Dr. Christopher said the poll results demonstrate that an unlevel playing field exists for minority children and teenagers, a circumstance underscoring the disparities that people of color face in health outcomes, education achievement and job levels. She noted that the Kellogg Foundation recently launched a $75 million, five-year America Healing initiative that is addressing the devastating impact of structural racism on communities and aims to improve life outcomes for vulnerable children and families.
"This poll shows the need to create more opportunities for minority children and teenagers," Dr.

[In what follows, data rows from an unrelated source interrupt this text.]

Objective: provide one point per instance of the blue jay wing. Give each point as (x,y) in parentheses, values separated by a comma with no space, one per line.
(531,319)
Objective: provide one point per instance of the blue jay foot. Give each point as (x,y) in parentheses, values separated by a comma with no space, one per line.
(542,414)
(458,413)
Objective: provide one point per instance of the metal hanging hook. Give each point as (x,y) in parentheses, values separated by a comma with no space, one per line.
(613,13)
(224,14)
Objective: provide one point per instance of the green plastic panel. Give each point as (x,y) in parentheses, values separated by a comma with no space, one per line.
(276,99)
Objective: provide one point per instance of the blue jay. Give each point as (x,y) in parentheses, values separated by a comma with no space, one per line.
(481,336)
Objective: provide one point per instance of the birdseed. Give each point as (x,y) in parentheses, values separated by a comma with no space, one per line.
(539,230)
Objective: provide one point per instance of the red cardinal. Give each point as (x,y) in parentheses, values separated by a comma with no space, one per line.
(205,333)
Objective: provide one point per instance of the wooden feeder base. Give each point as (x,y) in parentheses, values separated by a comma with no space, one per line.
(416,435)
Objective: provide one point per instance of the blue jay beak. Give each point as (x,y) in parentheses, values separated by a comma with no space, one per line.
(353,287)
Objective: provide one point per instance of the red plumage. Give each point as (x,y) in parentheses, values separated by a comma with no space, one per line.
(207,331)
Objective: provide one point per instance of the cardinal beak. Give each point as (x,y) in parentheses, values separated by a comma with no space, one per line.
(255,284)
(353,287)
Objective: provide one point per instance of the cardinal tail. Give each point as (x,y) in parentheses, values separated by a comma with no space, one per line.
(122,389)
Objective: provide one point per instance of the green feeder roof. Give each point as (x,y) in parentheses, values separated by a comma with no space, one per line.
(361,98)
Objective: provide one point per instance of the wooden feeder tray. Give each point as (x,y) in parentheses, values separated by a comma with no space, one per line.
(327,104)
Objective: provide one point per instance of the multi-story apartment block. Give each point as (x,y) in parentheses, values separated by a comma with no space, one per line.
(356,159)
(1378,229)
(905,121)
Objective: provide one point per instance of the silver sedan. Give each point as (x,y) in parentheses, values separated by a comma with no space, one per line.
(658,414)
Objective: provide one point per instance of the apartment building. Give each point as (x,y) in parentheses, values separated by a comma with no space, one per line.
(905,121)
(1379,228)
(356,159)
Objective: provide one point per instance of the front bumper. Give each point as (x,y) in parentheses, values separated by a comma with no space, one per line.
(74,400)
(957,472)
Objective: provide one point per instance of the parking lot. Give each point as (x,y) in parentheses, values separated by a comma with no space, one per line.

Christopher said. "This will be our baseline for assessing whether our initiative, coupled with the work of many others, is succeeding at providing minority children and their families with more opportunities for better health, education and life outcomes."
Data in the above release is based on responses from adults working in a wide variety of occupations that affect children's opportunities at the community level. The most common occupation groups were: teaching (includes early childhood, elementary, and secondary) 25 percent, healthcare (including mental health) 19 percent, business owner or manager 6 percent, childcare / early childhood education 6 percent and non-elected government office or agency 6 percent. Over a 10-day project period, more than 9,700 panel members aged 18-65 and currently employed were invited to participate in the project. The participation rate was 56 percent. Participants then completed screening questions; 37 percent of participants identified themselves as having occupations that affect children and were therefore "screened-in" and met the qualifying conditions to complete the survey. Among respondents, 1,516 selected one or more of the pre-set job categories and 512 wrote in "other" occupations as relevant for children. Data collection and analysis was completed in late April 2010.